La seule réponse possible aux risques séparatistes est aujourd’hui de renforcer la confiance populaire dans une Ukraine démocratique et à l’écoute de toutes ses populations. La répression des occupations actuelles, qualifiées de « terroristes », aurait le même effet que les lois votées le 16 janvier dernier par le Parlement ukrainien sous pression de Ianoukovitch (puis retirées) : l’indignation des populations locales.
La demande de référendum suscite la crainte de répétition du scénario vécu en Crimée. Mais l’adhésion des populations de l’Est de l’Ukraine à l’indépendance du pays est beaucoup plus importante qu’en Crimée. Le séparatisme n’est pas (encore) fatal. Il faut s’emparer d’une possible sortie négociée de la crise, mais en l’appuyant sur une vraie consultation populaire : pas des questions piégées et sans débat, ni une constitution rédigée à Moscou – comme celle de Bosnie qui à l’époque fut rédigée à Dayton – ou seulement à Kiev.

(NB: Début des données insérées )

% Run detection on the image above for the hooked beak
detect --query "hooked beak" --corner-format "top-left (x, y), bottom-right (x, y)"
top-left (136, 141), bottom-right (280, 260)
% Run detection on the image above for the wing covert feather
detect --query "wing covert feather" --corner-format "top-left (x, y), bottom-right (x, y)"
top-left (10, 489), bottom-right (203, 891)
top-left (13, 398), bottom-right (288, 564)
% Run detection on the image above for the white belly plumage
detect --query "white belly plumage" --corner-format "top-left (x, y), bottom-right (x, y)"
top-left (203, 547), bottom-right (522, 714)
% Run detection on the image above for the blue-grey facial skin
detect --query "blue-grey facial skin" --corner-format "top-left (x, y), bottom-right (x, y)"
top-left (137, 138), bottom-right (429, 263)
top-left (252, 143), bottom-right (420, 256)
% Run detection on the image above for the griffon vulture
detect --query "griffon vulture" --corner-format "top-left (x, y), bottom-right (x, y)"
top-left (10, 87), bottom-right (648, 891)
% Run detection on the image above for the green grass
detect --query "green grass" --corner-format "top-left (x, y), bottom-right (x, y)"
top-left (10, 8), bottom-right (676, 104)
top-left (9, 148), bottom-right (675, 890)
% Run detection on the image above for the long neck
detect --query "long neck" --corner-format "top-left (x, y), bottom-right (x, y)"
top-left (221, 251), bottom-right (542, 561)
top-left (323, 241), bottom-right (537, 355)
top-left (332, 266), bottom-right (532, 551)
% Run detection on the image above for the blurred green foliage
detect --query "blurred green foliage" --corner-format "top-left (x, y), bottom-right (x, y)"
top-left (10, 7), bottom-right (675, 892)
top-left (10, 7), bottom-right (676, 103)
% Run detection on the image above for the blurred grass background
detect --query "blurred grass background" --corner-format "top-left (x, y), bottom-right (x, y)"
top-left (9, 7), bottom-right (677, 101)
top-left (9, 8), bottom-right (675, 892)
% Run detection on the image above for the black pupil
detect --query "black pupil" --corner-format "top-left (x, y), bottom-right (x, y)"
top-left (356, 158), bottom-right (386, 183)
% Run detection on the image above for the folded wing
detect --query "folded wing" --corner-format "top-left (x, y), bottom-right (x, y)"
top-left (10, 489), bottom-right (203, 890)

D’un point de vue démocratique, la remise en cause de la Constitution présidentielle établie par Ianoukovitch pourrait être soutenue par tout le pays et consolidée par un processus constituant. Cela mettrait ainsi fin à tous les discours sur les prétendus « putschs fascistes » et « anti-russe », ainsi qu’aux actes réels qui ont crédibilisé ces discours de propagandes. Dans un cadre ukrainien unifié, la diversité des histoires, des langues et des liens pourrait alors être reconnue, consolidant l’appartenance à un même État. Les rapports entre régions et avec les pays voisins au plan économique et politique doivent aussi être mis à plat.

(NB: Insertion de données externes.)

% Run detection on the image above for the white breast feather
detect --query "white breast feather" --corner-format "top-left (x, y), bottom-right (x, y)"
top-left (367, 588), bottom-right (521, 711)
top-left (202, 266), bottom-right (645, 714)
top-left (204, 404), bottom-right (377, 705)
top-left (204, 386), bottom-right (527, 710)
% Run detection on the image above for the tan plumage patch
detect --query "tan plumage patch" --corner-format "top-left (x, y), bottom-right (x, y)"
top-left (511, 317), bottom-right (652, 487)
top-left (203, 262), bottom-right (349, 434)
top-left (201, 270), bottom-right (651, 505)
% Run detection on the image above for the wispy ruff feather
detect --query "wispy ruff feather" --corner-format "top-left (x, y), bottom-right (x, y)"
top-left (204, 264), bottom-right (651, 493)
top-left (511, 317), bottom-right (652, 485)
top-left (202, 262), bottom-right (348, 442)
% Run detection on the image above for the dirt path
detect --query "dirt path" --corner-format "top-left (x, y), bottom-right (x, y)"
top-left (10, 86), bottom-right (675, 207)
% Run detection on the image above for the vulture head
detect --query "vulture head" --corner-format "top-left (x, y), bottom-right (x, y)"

Mais il faut refuser un « fédéralisme » des droits sociaux. Les mesures socio-économiques imposées par le FMI, l’injustice sociale et les paradis fiscaux pour les oligarques, concernent bien tout le pays. Et c’est toute la population qui risque d’être affectée par une nouvelle « guerre de l’énergie ». Mais le risque d’éclatement peut venir de l’espoir pour certaines régions que la Russie distribue le gaz à tarifs réduits, cela afin de déstabiliser Kiev, comme l’Union européenne le faisait en son temps en Serbie pour tenter d’isoler Milosevic... Contre toutes les formes de diktats, militaires ou économiques, la défense des droits sociaux et nationaux est la seule chance de l’Ukraine, et cela, seule la population peut l’imposer.